• (bkz: camdan kalp)
  • kirilmis bilek gibi bakar gozlerin
    kalbi camdan ,yaralari camdan
    kabugu buzdan sevgilim
    benim,benim kirilmis bilek gibi bakar gozlerin
    biliyorsun sokak sokak soguk
    sesim buruk mektubumun agzi bozuk
    olsun,eve donelim.
    kirilmis bilek gibi bakan gozlerin
    tamaaam cok pisim
    pisism ama guzelim
    lutfen sevgilim eve donelim
    cok acidim cok aciktim sevgilim
    cok acidim cok aciktim sevgilim
    sokak soguk sokak soguk
    nolur eve donelim biliyorsun sevgilim
    sokak soguk sokak soguk
    lutfen ipi cek
    beni cek
  • şarkının en vurucu kısmı
    'kırılmış bilek gibi bakar gözlerin' dir kanımca. umay'ın iç çekişleri de kayda değer bir kırıcılık katmış esere.
  • sözleriyle, umay umay'ın söyleyişiyle, klipteki göz alan kontrast ve renk oyunları ile etkileyici ve hırpalayıcı bir şarkı...
  • icinde muthis bir back vokal bulunduran, umay umayin essiz sarkilarindan bir digeri.
  • ilerde sweet november ile manhattan arasında gidip gelen bir film çekersem kesinlikle soundtrack'e alacağım bir parça olacaktır bu. "sesim buruk mektubumun agzi bozuk olsun,eve donelim. kirilmis bilek gibi bakan gozlerin tamaaam cok pisim pisim ama guzelim" kısımlarında dolphingirl den geri vokal bekliyorum, tabi isteğe göre cok "acidim cok aciktim sevgilim" kısmı için de cerbusef veya sela furtini 'den yardım alabilirim.
  • sokak soğudu artık, mektupların ağzı bozuldu, sevgisizliğe buz parçalarının arkasından gülüp "sevgilim" diyorsun. kabuğu buzdan sevgilin o senin.

    ipi çek. beni çek.

    karnın acıktı; sıcaklık içinde devinen mutluluk, gözlerindeki yeşillikle gökyüzünü yalamaya başladı. o da mutludur şimdi belki. kıyamadın noktalamaya, iki tane virgül yeter deyip gülebildin aynadaki malum kişiye...

    çok acıdım
    çok acıktım

    "sevgilim"
  • yıllar sonra dinlenildiğinde bile hala aynı duyguları yaşatan şarkıymış. o değil de, his olarak aynı şeyleri yaşatmasına rağmen, ben ne kadar çok değişmişmişim. çok. çoak. çoaoak.

    tamaaaaaam. pisim.
    pisim ama güzelim.
  • kalbi camdan; içindeki her şeyi gösteriyor. yaraları, sevinçleri, zaafları, hüzünleri...
    sanıyor ki kalbini olduğu gibi görenler onu sevebilecekler. anlatıyor safça kalbindekileri, dinleyenlerin sırtlan bakışlarından uzakta. onu anladılar ve sevdiler sanıyor. inanıyor; incitmeyecekler.. çünkü onlar vaatlerle geldiler..

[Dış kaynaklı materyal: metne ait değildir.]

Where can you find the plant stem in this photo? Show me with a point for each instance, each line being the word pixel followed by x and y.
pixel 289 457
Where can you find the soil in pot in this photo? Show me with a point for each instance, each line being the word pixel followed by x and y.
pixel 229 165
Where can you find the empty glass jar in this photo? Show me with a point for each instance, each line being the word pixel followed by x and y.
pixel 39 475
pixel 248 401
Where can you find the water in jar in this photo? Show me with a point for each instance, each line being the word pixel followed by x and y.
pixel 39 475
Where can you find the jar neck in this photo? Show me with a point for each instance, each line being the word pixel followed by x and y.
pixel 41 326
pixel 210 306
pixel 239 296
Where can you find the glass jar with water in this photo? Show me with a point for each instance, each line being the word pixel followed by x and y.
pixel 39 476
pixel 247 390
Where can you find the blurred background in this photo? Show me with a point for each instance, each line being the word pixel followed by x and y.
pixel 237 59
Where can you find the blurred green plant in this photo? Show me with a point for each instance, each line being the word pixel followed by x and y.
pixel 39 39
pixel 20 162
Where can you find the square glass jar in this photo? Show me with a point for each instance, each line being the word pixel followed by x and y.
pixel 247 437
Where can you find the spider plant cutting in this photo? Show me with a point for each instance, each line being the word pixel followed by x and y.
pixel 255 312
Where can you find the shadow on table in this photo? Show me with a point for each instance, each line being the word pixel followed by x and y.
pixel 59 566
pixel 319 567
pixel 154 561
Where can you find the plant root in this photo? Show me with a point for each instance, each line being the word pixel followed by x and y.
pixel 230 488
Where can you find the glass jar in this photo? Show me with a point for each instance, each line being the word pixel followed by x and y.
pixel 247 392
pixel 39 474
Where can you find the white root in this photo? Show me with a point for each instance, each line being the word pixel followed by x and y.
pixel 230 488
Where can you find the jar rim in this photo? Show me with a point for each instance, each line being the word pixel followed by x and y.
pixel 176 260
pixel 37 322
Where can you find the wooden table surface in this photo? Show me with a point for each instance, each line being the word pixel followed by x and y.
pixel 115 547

    ve çok kolay kırılıyor. oyun oynaması imkansız onun, oynadığı an hemen tuzla buz oluyor. gelip biri o kalbi yerden süpürüyor.

    kalbi camdan hangi kalbe çarpsa kırılıyor. trajikomik bir kaderi var, elinde değil, istese de güçlü olamaz o. kadifeden bir örtünün sarması lazım onu, hep başka birinin göğsünde arıyor huzuru. o tenin altında çarpan kalpte yeri var sanıyor.

    güzel bir laftır "kalbi camdan". camdan bir kalbin, başka biri tarafından fark edilip, dile gelmesidir. yanından kırmadan geçip giden birinin seslenişidir. "onu incitmeyin" der gibidir üçüncü tekin olmayan şahıslara.. hikayenin sonu değişmez; sonra biri gelir o kalbi süpürür.

    yalnızlar ve ardında bıraktıkları olmasa, bu süpürgeler ne çok yalnız kalacaklar.. süpürürken ne çok dalga geçiyorlar oysa..
  • karanlık bir gece ve bir kaldırım köşesini anımsatır.